Orthogonal Trajectories

lakesfan210 · #1 $Old$ December 1st, 2008, 05:43 PM

"Find the orthogonal trajectories of the family of curves $x^2+y^2=2cx$ .

I know the steps: 1) solve for c...okay... $c=(x^2+y^2)/2x$ .
2)Find y', and plug the c back into it.
3) set dy/dx equal to the negative reciprocal of y' from pt. 2, and solve for y. This is the family of orth. traj.

My problem is finding y' for part 2. Well, I can find y', but getting it into a form so that I can solve for y in part 3.

$y=±(2cx-x^2)^(1/2)$

y'= $1/(2sqrt((x^2+y^2)/x-x^2)*((x^2+y^2)/x-2x)$

Where should I go from here? Thanks!

mr fantastic · #2 $Old$ December 1st, 2008, 10:26 PM

Quote:

Originally Posted by lakesfan210 $View Post$

"Find the orthogonal trajectories of the family of curves $x^2+y^2=2cx$ .

I know the steps: 1) solve for c...okay... $c=(x^2+y^2)/2x$ .
2)Find y', and plug the c back into it.
3) set dy/dx equal to the negative reciprocal of y' from pt. 2, and solve for y. This is the family of orth. traj.

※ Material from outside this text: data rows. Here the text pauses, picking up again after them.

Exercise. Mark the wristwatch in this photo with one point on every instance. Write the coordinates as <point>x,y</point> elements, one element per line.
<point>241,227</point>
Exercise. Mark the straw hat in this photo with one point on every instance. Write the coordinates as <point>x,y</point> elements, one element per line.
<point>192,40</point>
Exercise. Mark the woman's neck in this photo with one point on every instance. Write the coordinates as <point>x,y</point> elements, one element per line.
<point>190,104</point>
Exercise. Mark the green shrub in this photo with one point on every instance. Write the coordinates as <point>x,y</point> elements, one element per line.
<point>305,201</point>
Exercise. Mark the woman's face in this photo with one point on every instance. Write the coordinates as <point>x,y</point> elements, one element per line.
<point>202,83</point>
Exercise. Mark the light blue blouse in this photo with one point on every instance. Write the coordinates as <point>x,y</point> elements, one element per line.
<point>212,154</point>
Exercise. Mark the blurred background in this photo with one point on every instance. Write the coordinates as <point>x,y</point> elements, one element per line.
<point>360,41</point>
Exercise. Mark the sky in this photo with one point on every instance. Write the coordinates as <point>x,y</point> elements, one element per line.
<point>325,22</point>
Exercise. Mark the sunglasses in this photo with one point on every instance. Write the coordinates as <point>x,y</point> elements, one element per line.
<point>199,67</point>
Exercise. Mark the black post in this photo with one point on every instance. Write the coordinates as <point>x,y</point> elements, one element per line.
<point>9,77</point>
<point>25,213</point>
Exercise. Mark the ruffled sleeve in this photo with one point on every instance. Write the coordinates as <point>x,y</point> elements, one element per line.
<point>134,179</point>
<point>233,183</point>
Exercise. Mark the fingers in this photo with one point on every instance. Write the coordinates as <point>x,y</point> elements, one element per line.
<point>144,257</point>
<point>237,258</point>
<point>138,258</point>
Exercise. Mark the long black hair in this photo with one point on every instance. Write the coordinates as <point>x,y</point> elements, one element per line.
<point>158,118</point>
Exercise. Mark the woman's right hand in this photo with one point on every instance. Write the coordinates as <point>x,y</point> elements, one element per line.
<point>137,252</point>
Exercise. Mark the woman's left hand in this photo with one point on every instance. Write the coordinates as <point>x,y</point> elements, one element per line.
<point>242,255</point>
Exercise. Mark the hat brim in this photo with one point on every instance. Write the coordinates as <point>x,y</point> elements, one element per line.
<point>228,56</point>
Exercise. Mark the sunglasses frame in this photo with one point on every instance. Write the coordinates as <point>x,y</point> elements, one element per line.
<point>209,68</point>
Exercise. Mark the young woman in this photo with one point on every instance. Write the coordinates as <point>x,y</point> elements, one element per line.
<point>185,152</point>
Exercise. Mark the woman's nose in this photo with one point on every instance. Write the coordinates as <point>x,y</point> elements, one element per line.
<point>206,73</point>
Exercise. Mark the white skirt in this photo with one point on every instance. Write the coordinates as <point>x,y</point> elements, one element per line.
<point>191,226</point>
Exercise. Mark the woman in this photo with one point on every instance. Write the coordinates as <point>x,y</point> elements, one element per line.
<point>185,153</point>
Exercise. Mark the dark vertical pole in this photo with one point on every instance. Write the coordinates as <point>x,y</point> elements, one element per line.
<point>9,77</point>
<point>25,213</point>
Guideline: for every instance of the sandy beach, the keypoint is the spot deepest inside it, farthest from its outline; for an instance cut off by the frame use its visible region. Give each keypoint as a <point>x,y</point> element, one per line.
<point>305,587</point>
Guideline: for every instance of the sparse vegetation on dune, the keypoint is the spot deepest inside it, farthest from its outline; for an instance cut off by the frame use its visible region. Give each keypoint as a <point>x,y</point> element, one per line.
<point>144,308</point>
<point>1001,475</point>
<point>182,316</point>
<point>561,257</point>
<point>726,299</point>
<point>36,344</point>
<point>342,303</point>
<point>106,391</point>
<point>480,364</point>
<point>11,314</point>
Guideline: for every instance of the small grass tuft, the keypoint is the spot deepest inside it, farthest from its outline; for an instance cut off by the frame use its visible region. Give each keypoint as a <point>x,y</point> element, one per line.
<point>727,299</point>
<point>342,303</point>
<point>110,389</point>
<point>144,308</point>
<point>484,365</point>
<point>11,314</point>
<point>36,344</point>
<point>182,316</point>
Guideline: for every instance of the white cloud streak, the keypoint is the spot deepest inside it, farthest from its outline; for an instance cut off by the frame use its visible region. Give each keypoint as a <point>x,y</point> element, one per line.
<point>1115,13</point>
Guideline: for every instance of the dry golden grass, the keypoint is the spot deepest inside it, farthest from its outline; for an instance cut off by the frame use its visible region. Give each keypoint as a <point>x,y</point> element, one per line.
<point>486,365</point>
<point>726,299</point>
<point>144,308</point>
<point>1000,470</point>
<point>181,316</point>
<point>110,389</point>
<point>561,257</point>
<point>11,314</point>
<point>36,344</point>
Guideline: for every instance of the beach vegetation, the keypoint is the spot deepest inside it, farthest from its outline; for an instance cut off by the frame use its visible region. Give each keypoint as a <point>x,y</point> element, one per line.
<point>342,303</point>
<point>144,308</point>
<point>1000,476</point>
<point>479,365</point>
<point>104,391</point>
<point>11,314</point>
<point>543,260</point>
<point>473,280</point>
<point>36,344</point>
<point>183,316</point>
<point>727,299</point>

My problem is finding y' for part 2. Well, I can find y', but getting it into a form so that I can solve for y in part 3.

$y=±(2cx-x^2)^(1/2)$

y'= $1/(2sqrt((x^2+y^2)/x-x^2)*((x^2+y^2)/x-2x)$

Where should I go from here? Thanks!

Have you been taught implicit differentiation:

$2x + 2y \frac{dy}{dx} = 2c \Rightarrow \frac{dy}{dx} = \frac{c - x}{y}$ .